There are many ways for modern people to stay healthy. We are encouraged to eat healthy diets, get plenty of exercise and sleep a full seven to eight hours. However, there are also ways that we can change our environments to allow better health. Science and medicine are shaping architecture to produce home and work environments that are good for the body and the mind.
Work Spaces That Create Good Health
Many people do not realize the effect that their surroundings have on their health. Many businesses are adding outdoor spaces and other ways of encouraging physical activity to their buildings. These changes can create a healthy employee base with less absenteeism. Lighting can also affect employee health in a variety of ways. Well-designed lighting can help employees feel more awake and alert while the wrong lighting can disrupt the circadian rhythms of employees, leading to poor health and more sick days. There is a strong link between good health and the spaces in which you spend much of your days.
How Getting Well Is Shaping Architecture
From homes to offices, designing buildings for optimal health is becoming more than just a trend. Interior designers and architects are encouraged to follow the WELL building standard, which focuses on environmental sustainability and positive impact on human health. Buildings that meet the criteria for certification from the WELL building standard use water and electricity efficiently and encourage good health of occupants by providing natural light, space to exercise, encouragement to eat healthy and design that otherwise enhances physical and psychological health.
Chronobiology and Architecture
While maintaining a healthy circadian rhythm is not the only goal of healthy architectural design, it is certainly an important component. Good lighting, especially natural light, allows your body to perceive that it is day and respond by releasing chemicals that keep your alert and functioning at a high level. Using natural materials makes most people feel more comfortable and thus more productive.

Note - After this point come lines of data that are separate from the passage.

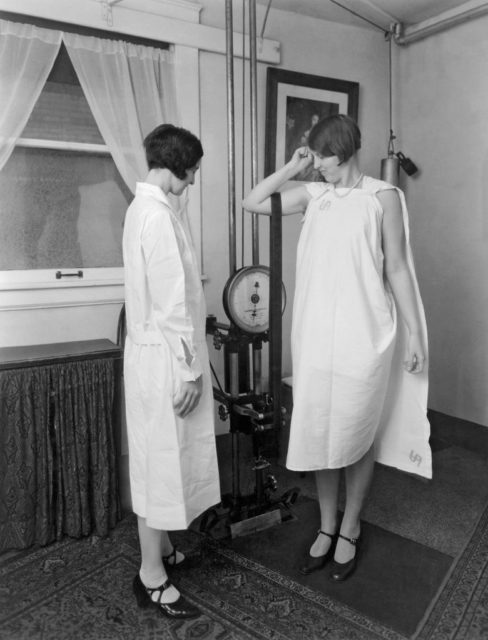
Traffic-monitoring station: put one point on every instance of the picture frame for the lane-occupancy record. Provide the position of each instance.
(294, 102)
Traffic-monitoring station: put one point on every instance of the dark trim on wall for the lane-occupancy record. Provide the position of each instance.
(81, 30)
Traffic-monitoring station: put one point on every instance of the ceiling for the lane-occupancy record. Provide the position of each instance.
(383, 13)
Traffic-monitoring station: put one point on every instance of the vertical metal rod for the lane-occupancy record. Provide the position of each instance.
(230, 134)
(236, 477)
(275, 307)
(254, 128)
(257, 367)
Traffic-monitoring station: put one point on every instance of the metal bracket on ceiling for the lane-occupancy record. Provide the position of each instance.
(107, 14)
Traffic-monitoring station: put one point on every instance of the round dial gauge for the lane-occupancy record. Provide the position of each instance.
(246, 298)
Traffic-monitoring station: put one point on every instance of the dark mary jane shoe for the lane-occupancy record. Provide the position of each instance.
(169, 561)
(342, 570)
(181, 608)
(314, 563)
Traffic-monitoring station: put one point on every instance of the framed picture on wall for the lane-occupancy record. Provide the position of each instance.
(294, 103)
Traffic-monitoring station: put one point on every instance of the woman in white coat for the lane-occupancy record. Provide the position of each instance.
(169, 405)
(354, 396)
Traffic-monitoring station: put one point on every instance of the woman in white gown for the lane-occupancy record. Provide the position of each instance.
(355, 398)
(168, 392)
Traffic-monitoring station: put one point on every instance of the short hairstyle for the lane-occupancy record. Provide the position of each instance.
(173, 148)
(336, 135)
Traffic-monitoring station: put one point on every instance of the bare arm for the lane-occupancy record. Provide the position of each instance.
(293, 200)
(398, 275)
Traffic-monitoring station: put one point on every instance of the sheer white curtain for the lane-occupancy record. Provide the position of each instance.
(130, 89)
(27, 55)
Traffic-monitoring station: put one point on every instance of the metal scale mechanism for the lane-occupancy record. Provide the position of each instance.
(253, 299)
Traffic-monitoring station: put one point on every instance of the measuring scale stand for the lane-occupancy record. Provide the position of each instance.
(246, 298)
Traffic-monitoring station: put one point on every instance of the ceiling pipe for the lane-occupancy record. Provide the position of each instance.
(404, 35)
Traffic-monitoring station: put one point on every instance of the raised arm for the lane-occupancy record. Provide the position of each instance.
(294, 199)
(399, 276)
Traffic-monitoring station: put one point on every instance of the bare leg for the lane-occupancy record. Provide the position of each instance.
(152, 572)
(358, 482)
(167, 549)
(327, 481)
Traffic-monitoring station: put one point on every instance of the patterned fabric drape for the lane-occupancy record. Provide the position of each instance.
(58, 473)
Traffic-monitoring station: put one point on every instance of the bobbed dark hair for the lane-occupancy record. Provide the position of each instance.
(173, 148)
(336, 135)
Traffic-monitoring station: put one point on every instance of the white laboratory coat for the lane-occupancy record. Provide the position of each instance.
(173, 462)
(350, 390)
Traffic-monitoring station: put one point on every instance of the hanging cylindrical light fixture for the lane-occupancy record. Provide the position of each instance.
(390, 165)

Even having access to exercise and healthy food throughout the day allows people to maintain a healthy circadian rhythm because exercise and eating habits have been found to affect your internal clock.
While architecture focusing on human health is mostly aimed at workplaces, there is no reason that we should not also seek to make our homes as conducive to health and a regulated internal clock as possible. Many of the principles of WELL architecture can also be used in residential buildings.

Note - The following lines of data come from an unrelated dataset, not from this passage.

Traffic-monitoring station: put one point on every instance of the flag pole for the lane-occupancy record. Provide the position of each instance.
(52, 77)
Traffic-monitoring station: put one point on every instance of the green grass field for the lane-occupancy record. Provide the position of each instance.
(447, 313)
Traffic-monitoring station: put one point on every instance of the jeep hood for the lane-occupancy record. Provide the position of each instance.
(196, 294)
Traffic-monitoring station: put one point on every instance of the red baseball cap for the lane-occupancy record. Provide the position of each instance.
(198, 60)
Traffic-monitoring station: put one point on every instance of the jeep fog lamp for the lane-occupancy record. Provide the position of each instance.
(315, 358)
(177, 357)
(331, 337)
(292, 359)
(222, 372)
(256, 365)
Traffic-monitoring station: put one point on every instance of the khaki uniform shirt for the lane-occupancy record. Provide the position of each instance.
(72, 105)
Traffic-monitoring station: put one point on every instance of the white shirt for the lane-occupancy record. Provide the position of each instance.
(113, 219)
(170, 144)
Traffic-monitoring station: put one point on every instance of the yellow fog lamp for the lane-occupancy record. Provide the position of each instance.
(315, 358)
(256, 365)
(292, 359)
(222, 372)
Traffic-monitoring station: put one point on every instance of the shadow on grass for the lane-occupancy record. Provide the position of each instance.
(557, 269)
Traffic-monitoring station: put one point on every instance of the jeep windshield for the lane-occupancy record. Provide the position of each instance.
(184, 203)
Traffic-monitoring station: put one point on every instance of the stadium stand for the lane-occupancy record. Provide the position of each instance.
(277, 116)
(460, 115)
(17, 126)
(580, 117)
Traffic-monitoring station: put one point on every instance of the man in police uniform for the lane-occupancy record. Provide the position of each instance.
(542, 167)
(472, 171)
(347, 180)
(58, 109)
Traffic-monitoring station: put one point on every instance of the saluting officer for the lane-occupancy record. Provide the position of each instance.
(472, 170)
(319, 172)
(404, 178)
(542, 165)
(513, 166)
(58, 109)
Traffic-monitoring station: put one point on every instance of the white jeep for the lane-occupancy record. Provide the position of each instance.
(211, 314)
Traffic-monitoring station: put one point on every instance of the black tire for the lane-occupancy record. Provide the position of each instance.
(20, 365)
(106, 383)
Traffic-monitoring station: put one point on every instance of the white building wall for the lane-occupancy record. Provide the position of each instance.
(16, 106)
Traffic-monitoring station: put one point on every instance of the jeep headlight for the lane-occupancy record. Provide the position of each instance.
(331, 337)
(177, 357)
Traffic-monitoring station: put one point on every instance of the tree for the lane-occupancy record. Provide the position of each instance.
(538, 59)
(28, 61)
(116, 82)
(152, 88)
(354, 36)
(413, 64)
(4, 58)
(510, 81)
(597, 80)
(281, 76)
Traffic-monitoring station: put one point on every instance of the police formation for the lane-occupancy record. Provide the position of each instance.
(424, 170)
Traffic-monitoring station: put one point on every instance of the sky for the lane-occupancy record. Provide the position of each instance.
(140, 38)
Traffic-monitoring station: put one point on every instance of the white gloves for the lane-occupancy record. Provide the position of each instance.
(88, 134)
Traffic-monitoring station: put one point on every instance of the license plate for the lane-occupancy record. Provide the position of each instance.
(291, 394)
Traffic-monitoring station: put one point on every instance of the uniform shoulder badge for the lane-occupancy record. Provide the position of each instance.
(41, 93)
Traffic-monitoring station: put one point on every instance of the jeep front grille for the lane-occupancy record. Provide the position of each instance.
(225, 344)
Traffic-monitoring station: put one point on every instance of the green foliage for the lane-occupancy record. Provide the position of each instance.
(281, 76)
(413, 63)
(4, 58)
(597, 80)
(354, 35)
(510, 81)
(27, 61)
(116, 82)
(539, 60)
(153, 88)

Circadian Rhythm and Health
Employers are not designing WELL work facilities merely out of love for their employees, but also out of concern for their bottom line. Wellness programs have been found to contribute to a company’s success in valuable ways. Employees who are healthy cost employers less in health insurance costs and absenteeism. They also are more productive and creative, which ultimately leads to more profit. This is especially true in shaping architecture to maintain a healthy circadian rhythm. Your innate biological clock affects your memory and cognitive function, but also your risk of heart disease, metabolic syndrome and other serious illnesses. You simply cannot work as well when your internal clocks are out of sync.
Could you work better in a building designed to support your health? According to numerous studies, the answer is an unequivocal yes. Healthy people function better not just at work, but also in every domain of their lives.